Joe has had memory blips before — sometimes he forgets where he put the keys or his cell phone or wallet – or he forgets that he has already been to the grocery store – these aren’t so frightening – but a big event – we had a ceremony, dinner and the event lasted pretty much all afternoon – just seemed like WTF?
I reminded him of the day and then he remembered – the event safely stored in his cells, but the fact that for probably two – three minutes, he didn’t remember having done something that had been such a big issue was frightening.
The Latest: Nosebleed
Last night, quite suddenly, Joe developed a nosebleed. I am particularly affected by nosebleeds because my Mom used to get them due to her chronic suffering from Hepatitis C. As her liver degenerated due to the disease, she began to develop more and more nosebleeds. I have, for some time now, been concerned over the amount of acetaminophen that Joe is prescribed in conjunction with his Lortabs… the doctor has refused to take him off the combined hydrocodone/acetaminophen drug and just give him the hydrocodone for pain relief, saying that the acetaminophen “controls” the amount of hydrocodone Joe takes. For what it is worth, that is true, because Joe doesn’t want any further damage to his already-ravaged body so he watches closely to make sure he doesn’t overdose on acetaminophen. I belive that it is just laziness on the part of the physician that he “controls” the hydro by running the risk of liver damage. This new development makes me all the more concerned that liver damage is in our future.
Emotional Stress
Over the past month, Joe has lost several people who were close to him… first, my uncle Herb passed away at the end of December at the age of 93 of complications from prostate cancer. We had not been able to travel to see him for several years and this first death hit Joe pretty hard. It made him start thinking about his own mortality and the quality of his life between now and the end of life. This set the stage for his 56th birthday on January 16. He, like so many people do when they pass the mid-point of the fifties “did the math” and realized that he had far fewer days in front of him than he had behind. This sent him into an emotional tailspin that lasted until the second death in our family… Joe’s uncle Ron. Uncle Ron died last week (at 83) after having shoveled his snow-covered drive and sidewalks and suffering a heart attack. Although Joe had talked to his uncle many times, we hadn’t seen him in several years, despite the fact that he only lives 40 or so miles away. The second tailspin began – the primary reason, over the past couple of years, we haven’t seen either of these now-passed uncles was because we really couldn’t because of Joe’s health issues.
Within a day of Uncle Ron’s passing, another extended family member – a brother-in-law of one of Joe’s brothers – died of ALS – he was 63. This only continues the tailspin – someone so close in age passing away of such a terrible disease. Today is Don’s wake and Joe doesn’t feel he can attend because he is in such pain.
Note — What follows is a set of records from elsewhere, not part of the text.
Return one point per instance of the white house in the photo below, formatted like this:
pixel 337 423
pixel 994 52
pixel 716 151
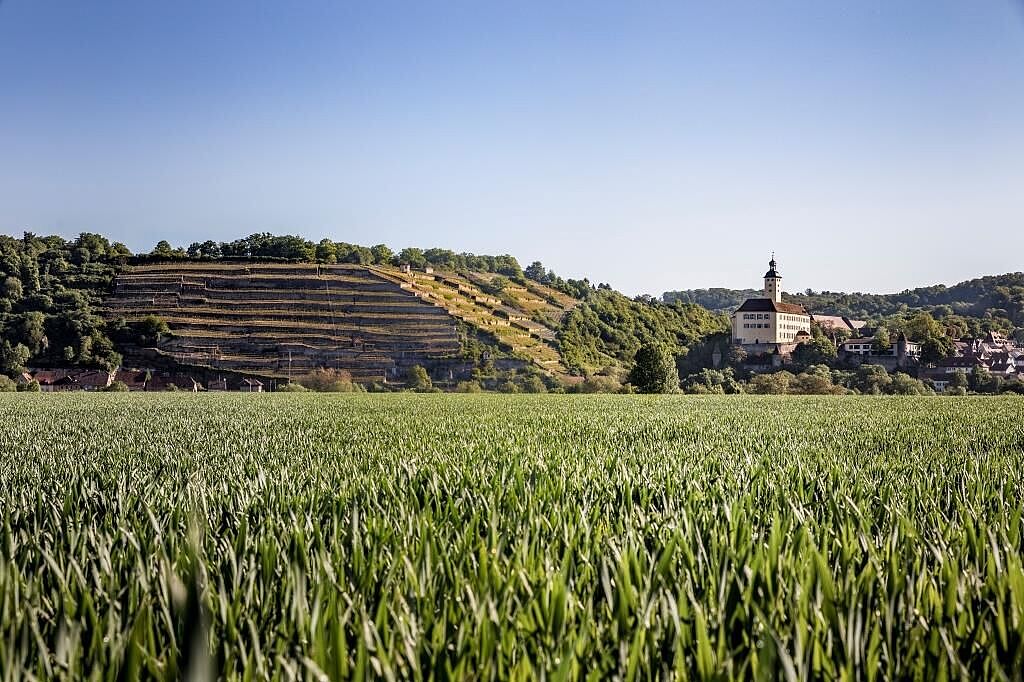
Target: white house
pixel 765 324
This is the kind of thing that has been happening for the past two years – some family event – good or bad – wedding or funeral – picnic or wake – happens and Joe is having a bad day and can’t attend, despite all his good intentions and desires. This not only add stress to his life, but it tears away slowly but surely at the quality of his life.
Tomorrow
We have a number of things planned over the next few months. We want to make a trip to see my aunt and my brother, a dear friend has a milestone birthday in June, we want to visit our daughter, we want to go to the family reunions planned for the summer… The saddest part is that we aren’t even sure if we can go to the funeral tomorrow. Not only will it depend on Joe’s overall condition, but it will depend on weather conditions as well – we’re slated for another snow/ice storm to come in tonight.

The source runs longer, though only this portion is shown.